Thank you, @nick, for your efforts to foster and focus discussion, and to @quaid in particular for documenting a detailed proposal to address the “data openness” issue—I don’t like to propose problems without solutions, so this is very helpful (even if I maintain that “D+” should be the default and ideally only option).
I do note that all 7 of your points would be partly or fully addressed through the provision of training data. I also note from the component voting data relied upon to make recommendations—and regularly touted in the “interests of transparency and auditability”—that 16 different invited experts voted 27 times that training datasets specifically are required to protect all four core freedoms, which cannot and must not be dismissed using questionable statistics.
Aside from the elephant still in the room, I believe there is a more fundamental issue we need to address with finding consensus and the new “co-design” process we’re testing. There’s a dangerous tendency to rush forward with the definition despite valid objections—most critically, the lack of training dataset requirements—being dismissed without adequate resolution. This threatens the very foundation of the four freedoms we set out to protect: to Use, Study, Modify, and Share. Without access to training data, one simply cannot meaningfully study or modify a model (as they can given source code), and savvy users will hesitate to use let alone share a model if they don’t know what went into it. This is no different from refusing to eat suspect food without seeing what went into it, or to a chef being given an impossible recipe calling for mermaid tears (e.g., YouTube transcripts)!
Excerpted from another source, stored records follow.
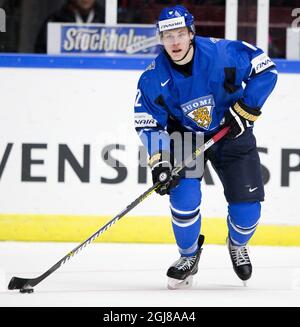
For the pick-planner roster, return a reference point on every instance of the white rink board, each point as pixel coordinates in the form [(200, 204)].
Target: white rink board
[(52, 107)]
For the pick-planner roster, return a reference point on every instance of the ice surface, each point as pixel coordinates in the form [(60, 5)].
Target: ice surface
[(134, 275)]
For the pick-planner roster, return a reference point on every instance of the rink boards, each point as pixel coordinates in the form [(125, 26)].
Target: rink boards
[(60, 125)]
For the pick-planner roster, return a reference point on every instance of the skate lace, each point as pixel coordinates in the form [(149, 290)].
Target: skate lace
[(240, 255), (185, 263)]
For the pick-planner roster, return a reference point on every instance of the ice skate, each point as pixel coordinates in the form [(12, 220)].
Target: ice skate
[(181, 272), (240, 260)]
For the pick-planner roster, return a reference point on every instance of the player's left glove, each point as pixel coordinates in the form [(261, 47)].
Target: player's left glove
[(239, 117), (161, 168)]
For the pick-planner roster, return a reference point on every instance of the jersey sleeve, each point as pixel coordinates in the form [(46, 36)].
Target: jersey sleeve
[(150, 118), (257, 71)]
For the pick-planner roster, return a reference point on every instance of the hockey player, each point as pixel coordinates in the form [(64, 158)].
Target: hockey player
[(199, 85)]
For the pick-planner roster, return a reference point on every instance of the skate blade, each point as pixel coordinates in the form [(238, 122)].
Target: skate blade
[(175, 284)]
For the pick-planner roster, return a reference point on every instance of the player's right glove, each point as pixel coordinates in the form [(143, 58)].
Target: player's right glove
[(161, 169), (239, 117)]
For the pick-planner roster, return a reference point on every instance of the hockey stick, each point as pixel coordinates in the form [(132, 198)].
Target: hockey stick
[(25, 284)]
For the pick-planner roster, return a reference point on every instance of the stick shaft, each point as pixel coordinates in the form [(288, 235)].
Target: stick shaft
[(17, 283)]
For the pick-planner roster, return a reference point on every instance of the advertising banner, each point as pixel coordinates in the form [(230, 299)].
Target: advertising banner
[(101, 39)]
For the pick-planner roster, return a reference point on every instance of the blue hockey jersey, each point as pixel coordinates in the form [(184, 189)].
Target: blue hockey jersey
[(223, 72)]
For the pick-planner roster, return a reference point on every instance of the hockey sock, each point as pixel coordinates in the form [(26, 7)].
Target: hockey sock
[(186, 227), (242, 221)]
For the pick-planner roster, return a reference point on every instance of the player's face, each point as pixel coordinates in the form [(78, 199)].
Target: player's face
[(176, 42)]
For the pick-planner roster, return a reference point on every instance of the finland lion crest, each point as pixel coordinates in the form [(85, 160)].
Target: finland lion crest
[(200, 110)]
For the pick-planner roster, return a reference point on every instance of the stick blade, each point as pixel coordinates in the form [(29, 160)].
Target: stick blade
[(17, 283)]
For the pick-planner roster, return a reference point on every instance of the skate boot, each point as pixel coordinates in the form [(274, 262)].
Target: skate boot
[(181, 272), (240, 260)]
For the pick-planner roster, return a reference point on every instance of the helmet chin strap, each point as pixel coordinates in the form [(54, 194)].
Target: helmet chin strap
[(188, 50)]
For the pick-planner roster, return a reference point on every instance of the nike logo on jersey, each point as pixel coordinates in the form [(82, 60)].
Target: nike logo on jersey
[(164, 83), (252, 189)]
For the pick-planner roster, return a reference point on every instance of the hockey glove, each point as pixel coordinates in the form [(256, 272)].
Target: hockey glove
[(239, 117), (161, 169)]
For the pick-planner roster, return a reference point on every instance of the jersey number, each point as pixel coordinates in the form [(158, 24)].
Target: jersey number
[(137, 99)]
While the OSI may lack the formal appeal process offered by the IETF, the IETF’s guiding principles on “rough consensus” still hold relevance. Specifically, the idea that:
“Simply having a large majority of people agreeing to dismiss an objection is not enough to claim there is rough consensus; the group must have honestly considered the objection and evaluated that other issues weighed sufficiently against it. Failure to do that reasoning and evaluating means that there is no true consensus.” (source)
Additionally, the principle that “lack of disagreement is more important than agreement” is especially relevant here. Sustained objections—critically the failure to include training datasets—are still unresolved. Yet the process marches on toward @Mer’s release candidate announcement at Nerdearla this Thursday, with endorsers lined up, and a board vote and public announcement next month. This doesn’t resemble a community-driven consensus but more of a train speeding toward a predetermined outcome.
It’s also concerning to hear calls for “compromise,” with some even prematurely publicly claiming “We finally have a definition for open-source AI” based on compromises apparently already accepted ahead of the board vote. Compromise, when applied to balancing technical trade-offs like speed versus power consumption, is useful. But when it becomes about compromising between people and their concerns, rather than addressing the core issues, it becomes harmful. As the IETF outlines, there’s a stark difference between compromise and capitulation of community leaders:
“A minority of a group might object to a particular proposal, and even after discussion still think the proposal is deeply problematic, but decide that they don’t have the energy to argue for it and say, ‘Forget it, do what you want.’ That surely can be called a compromise, but […] really all that they’ve done is conceded; they’ve simply given up by trying to appease the others. That’s not coming to consensus; there still exists an outstanding unaddressed objection.” (source)
More importantly, true consensus isn’t just a matter of people giving up objections due to fatigue. As stated in the IETF’s rough consensus draft:
“Coming to consensus is when everyone comes to the conclusion that either the objections are valid (and therefore making a change to address the objection) or that the objection was not really a matter of importance, but merely a matter of taste.” (source)
What we’re hearing is not that the objections are invalid, nor a superficial “matter of taste”, rather what feels more like capitulation than genuine compromise, like the pejoratively named Lesser GPL (LGPL). The objections—specifically regarding the protection of the core freedoms, especially with respect to training data—remain valid and unaddressed. Despite this, the process pushes forward in the name of expediency rather than a commitment to resolving the deep concerns that still exist. We’re at risk of mistaking the lack of disagreement for agreement, and rushing toward an announcement because we’ve held so many meetings, town halls, and discussions that it feels like we can’t afford to delay any longer.
But the reality is that pushing this through without addressing the fundamental flaws, particularly the exclusion of training data requirements, is a misstep. Rather than releasing it when it’s ready, we seem to be succumbing to the sunk cost fallacy: having invested so much time and energy, we’re afraid to pause for fear of appearing inefficient or indecisive.
I urge the OSI to pause any announcements and reconsider whether this is truly consensus, or merely a majority—assuming it’s not a minority given the quantity of opposing voices!—drowning out dissent for the sake of expediency. The stakes are too high to allow such a fundamental flaw in the definition to go unaddressed.
If I had more time I would have written a shorter letter, but in terms of concise concerns, I would ask that consensus and the validity of the “co-design” process be added to the list.